Se levantó, le habló a rojo, su amigo, y corrieron juntos saltando sobre las pequeñas bancas de la plaza. Una por una, su recorrido formaba un gran círculo. Cuidó siempre de no pisar los charcos, de lo contrario el carrusel se acababa al instante y recibiría un reto de mamá en casa. Cansado, se dirigió al columpio y descansó. Se mecía lentamente ahora, y al observar los árboles con la cabeza firme hacia lo lejano se creaba un mágico efecto que le originaba hormigas en el estómago. Un poco más de vuelo y el efecto aumentaba. La sensación era magnífica, y lo sumía totalmente en el firmamento. Imaginaba sentir la suspensión de las hojas en su cuerpo. Más bellas se volvían estas, que seguían cayendo a su alrededor. No soltaba a su amigo, y lo miró en un momento y le sonreía como siempre. Siguió meciéndose hasta que de manera parsimoniosa todo se detuvo. Bajó y caminó hacia una de las bancas. La limpió de la tierra que él mismo había dejado al pisarla hace un rato atrás. Se sentó y suspiró. Tomó una pequeña rama de árbol que había en el suelo y comenzó a dibujar. Trazó líneas por doquier y escribió además su nombre. Dibujó también a su amigo. Se encontraban volando al lado de muchas aves, juntos. Por lo menos eso es lo que él quería ver.

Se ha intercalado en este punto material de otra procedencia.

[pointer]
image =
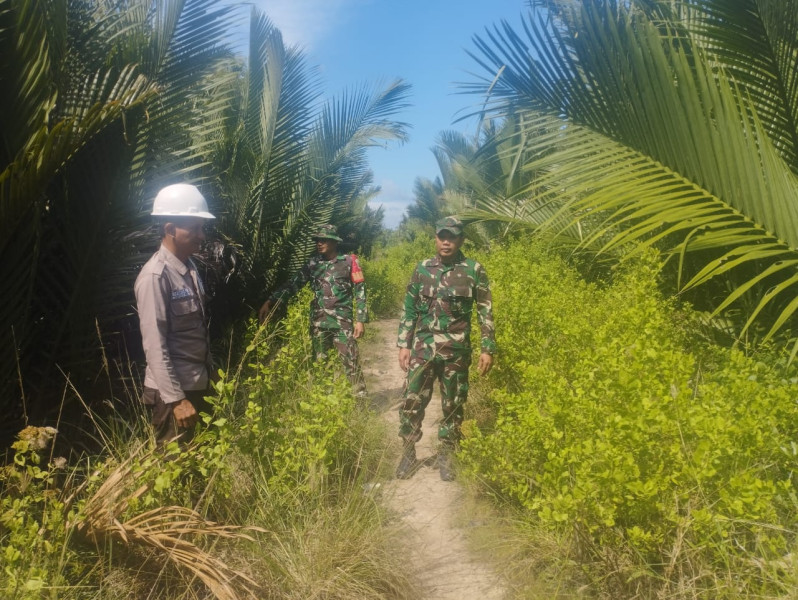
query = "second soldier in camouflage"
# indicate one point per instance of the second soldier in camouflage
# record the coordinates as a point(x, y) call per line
point(337, 283)
point(435, 341)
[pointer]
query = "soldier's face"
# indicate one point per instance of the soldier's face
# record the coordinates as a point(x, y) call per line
point(189, 233)
point(326, 247)
point(447, 244)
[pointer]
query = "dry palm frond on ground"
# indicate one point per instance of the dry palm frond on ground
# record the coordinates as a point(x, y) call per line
point(163, 529)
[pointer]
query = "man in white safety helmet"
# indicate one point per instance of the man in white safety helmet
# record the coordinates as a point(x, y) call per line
point(171, 306)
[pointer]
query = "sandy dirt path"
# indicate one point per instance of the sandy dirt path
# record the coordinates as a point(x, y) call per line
point(426, 505)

No obstante la sombra de esa hermosa tarde no olvidaba sus designios ni siquiera por la alegría de aquel niño. Junto con su globo rojo y el otoño continuaron dichosos caminando y conversando por la plaza, de un lado para otro, por entre los árboles, cuando advirtió de pronto una presencia. Paró en seco. Miró a la inmóvil sombra en frente. Se atemorizó un poco. Sostenía aun a su globo de rojo color. No lo dejaría ir. No lo soltaría por nada, pasara lo que pasara. Le agradaba rojo.

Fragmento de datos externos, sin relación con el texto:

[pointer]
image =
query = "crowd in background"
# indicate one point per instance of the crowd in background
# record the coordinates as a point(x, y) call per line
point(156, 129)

Un fuerte sonido envolvió el lugar. Rojo, su amigo, ya no estaba con él. Había desaparecido con el fuerte estruendo. La mano del niño perdía poco a poco su fuerza, y no dejaba de soltar aun el hilo que conducía al alma de su compañero. Y un nuevo estruendo en el oído del infante apareció, dándole vueltas en su frágil cabeza. Soltó completamente el hilo que hace unos segundos atrás pertenecía a su fiel amigo. No solo sus manos y su rostro decaían ahora, sino que todo su cuerpo. De rodillas cayó al frío suelo. La silueta enfrente de él permanecía quieta, preparada. El niño luchaba poco a poco con sus párpados y, mientras, caía hacia un costado. Se desplomó por completo: su cuerpo, su globo, sus juegos y sus sueños. Su hogar, borroso ahora, se veía a lo lejos. Pero el otoño nunca lo abandonó. Las hojas seguían descendiendo a su alrededor, la brisa continuaba jugando con sus cabellos, y el firmamento aparecía más maravilloso que antes, envolviéndolo. Y las lágrimas, antes que la muerte misma, nublaron sus ojos. Ya no veía nada más que un punto exacto en el cielo, entre los árboles y las nubes.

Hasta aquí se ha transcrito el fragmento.